PA 724 is referenced in the liner notes of Hall & Oates' 1973 album Abandoned Luncheonette. Daryl Hall, a Pottstown native, and John Oates approached Talmadge W. Faulk at his restaurant Toggs on PA 724 on the eastern outskirts of town. The duo requested permission to photograph Faulk's defunct Rosedale Diner, which had been sitting dormant across the street since 1965. The photograph became the cover image for Abandoned Luncheonette. In the liner notes, Faulk is simply credited as "The man on Rt. 724". In exchange for his verbal permission, Faulk received an autographed copy of the first album off the presses.

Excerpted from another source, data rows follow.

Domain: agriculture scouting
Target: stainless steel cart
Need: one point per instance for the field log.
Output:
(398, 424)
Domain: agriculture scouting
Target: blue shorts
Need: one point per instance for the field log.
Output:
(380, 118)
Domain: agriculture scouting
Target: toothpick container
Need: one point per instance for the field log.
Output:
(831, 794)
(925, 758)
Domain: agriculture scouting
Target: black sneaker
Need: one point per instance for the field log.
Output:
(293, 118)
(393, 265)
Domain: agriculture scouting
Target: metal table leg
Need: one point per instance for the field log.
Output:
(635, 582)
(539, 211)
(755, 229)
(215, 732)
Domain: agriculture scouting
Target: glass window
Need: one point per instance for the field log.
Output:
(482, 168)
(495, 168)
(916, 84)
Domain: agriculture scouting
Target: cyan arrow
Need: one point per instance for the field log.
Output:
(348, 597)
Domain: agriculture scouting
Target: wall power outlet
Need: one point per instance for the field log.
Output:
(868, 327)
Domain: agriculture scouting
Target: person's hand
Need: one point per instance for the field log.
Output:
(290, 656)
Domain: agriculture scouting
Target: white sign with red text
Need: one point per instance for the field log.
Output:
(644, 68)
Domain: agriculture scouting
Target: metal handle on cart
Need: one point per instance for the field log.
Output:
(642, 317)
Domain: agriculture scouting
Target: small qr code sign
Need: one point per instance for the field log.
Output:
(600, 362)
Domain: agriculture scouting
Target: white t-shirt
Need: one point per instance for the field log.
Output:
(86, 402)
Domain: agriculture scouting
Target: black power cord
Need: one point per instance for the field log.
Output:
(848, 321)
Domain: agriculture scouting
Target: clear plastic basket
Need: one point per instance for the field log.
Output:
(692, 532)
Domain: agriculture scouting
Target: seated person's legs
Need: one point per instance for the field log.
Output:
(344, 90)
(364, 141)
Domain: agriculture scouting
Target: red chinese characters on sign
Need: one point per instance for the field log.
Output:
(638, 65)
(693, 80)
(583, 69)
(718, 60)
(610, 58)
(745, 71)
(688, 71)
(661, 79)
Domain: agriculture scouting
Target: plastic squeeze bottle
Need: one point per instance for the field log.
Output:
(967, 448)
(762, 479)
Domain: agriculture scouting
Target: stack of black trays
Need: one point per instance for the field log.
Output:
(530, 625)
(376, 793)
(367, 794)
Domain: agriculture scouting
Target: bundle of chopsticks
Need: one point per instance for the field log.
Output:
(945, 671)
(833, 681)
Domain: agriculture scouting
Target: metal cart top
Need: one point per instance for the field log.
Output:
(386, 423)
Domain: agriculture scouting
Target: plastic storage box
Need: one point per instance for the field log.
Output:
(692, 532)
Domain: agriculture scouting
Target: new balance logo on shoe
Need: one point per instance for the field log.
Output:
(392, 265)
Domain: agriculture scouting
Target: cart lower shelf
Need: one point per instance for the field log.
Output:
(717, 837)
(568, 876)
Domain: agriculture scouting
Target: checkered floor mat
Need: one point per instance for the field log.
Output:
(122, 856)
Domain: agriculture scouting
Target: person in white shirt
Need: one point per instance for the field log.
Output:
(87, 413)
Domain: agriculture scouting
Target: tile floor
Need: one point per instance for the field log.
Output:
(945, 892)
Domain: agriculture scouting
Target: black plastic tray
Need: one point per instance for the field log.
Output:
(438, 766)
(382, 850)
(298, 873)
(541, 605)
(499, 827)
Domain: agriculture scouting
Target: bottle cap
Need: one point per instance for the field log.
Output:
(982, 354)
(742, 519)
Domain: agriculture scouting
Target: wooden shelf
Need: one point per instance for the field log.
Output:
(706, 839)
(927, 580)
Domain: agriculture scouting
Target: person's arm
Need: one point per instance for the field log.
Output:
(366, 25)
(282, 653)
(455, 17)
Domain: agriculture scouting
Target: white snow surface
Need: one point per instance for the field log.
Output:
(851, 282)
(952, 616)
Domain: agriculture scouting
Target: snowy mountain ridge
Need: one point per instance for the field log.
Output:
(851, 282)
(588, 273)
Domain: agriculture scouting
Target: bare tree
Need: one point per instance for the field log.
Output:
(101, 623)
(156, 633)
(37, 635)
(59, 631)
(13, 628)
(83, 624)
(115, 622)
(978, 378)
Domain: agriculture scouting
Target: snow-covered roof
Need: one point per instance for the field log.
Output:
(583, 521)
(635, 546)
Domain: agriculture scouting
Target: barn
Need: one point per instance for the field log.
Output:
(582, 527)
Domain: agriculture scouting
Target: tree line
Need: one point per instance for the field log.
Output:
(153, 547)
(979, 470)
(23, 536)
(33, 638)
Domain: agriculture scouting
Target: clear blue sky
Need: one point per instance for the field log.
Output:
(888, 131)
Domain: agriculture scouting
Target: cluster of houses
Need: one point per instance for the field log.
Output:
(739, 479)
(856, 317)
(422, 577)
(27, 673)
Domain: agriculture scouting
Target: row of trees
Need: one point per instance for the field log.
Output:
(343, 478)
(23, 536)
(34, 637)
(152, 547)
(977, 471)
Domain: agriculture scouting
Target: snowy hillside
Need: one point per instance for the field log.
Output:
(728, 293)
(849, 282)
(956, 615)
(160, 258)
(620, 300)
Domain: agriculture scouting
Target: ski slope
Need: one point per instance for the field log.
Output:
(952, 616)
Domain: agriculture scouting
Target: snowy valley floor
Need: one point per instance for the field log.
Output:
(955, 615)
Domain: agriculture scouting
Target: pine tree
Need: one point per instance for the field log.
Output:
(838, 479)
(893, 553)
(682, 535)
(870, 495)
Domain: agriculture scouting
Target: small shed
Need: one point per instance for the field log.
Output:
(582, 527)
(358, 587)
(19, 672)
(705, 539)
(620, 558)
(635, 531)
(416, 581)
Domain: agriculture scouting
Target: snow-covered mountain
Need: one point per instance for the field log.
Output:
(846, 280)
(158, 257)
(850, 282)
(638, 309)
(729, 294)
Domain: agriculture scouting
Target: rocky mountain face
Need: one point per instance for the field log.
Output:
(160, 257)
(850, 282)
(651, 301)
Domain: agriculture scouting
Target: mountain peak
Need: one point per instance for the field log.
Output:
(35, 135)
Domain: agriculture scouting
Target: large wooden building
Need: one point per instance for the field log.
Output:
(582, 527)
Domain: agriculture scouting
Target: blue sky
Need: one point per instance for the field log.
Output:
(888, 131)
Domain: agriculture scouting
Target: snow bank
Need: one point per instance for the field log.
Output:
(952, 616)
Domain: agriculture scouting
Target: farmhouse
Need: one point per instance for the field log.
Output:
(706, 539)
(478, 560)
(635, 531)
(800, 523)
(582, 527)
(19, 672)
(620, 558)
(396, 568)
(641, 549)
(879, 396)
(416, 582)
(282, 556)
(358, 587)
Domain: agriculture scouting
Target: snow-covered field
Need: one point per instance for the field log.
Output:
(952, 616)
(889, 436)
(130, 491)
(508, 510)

The Rosedale Diner remained in the same spot until it was scrapped in 1983, due to the dilapidated condition it had incurred at the hands of souvenir-hunting Hall & Oates fans. Faulk died in 2007.

==Major intersections==

County: Location; mi; km; Destinations; Notes
Berks: Sinking Spring; 0.000; 0.000; US 422 – Wernersville, Lebanon, Reading; Western terminus
Spring Township: 1.297; 2.087; US 222 – Reading, Allentown, Lancaster; Interchange
Cumru Township: 2.377; 3.825; US 222 Bus. south to US 222 south – Lancaster; West end of US 222 Bus. concurrency
Shillington: 3.033; 4.881; US 222 Bus. north – Reading; East end of US 222 Bus. concurrency
Kenhorst: 4.308; 6.933; PA 625 – Reading, Knauers
Cumru Township: 5.422; 8.726; PA 10 south (Morgantown Road) – Green Hills, Morgantown; West end of PA 10 concurrency
5.504: 8.858; PA 10 north (Morgantown Road) – Reading; East end of PA 10 concurrency
7.076: 11.388; I-176 – Reading, Morgantown; Exit 10 on I-176
Robeson Township: 8.900; 14.323; PA 568 west (Green Hills Road) – Green Hills; Eastern terminus of PA 568
Birdsboro: 12.573; 20.234; PA 345 north (Furnace Street) – Pottstown, Baumstown, Reading; West end of PA 345 concurrency
13.224: 21.282; PA 345 south (Chestnut Street) – Geigertown, Coatesville; East end of PA 345 concurrency
Chester: North Coventry Township; 21.238; 34.179; PA 100 – Pottstown, Boyertown; Interchange
22.964: 36.957; US 422 – Pottstown, Reading, King of Prussia; Interchange
East Pikeland Township: 30.553; 49.170; PA 23 west (Ridge Road)
PA 23 east (Schuylkill Road) – Phoenixville: Continuation east
1.000 mi = 1.609 km; 1.000 km = 0.621 mi Concurrency terminus;

==PA 724 Truck==

Pennsylvania Route 724 Truck was a truck route of PA 724 around a weight-restricted bridge over the Angelica Creek in Kenhorst, on which trucks over 20 tons and combination loads over 29 tons are prohibited. The route followed PA 625, US 222 Bus., US 422, and I-176. It was signed in 2013, but as of October 2017, signs have been removed.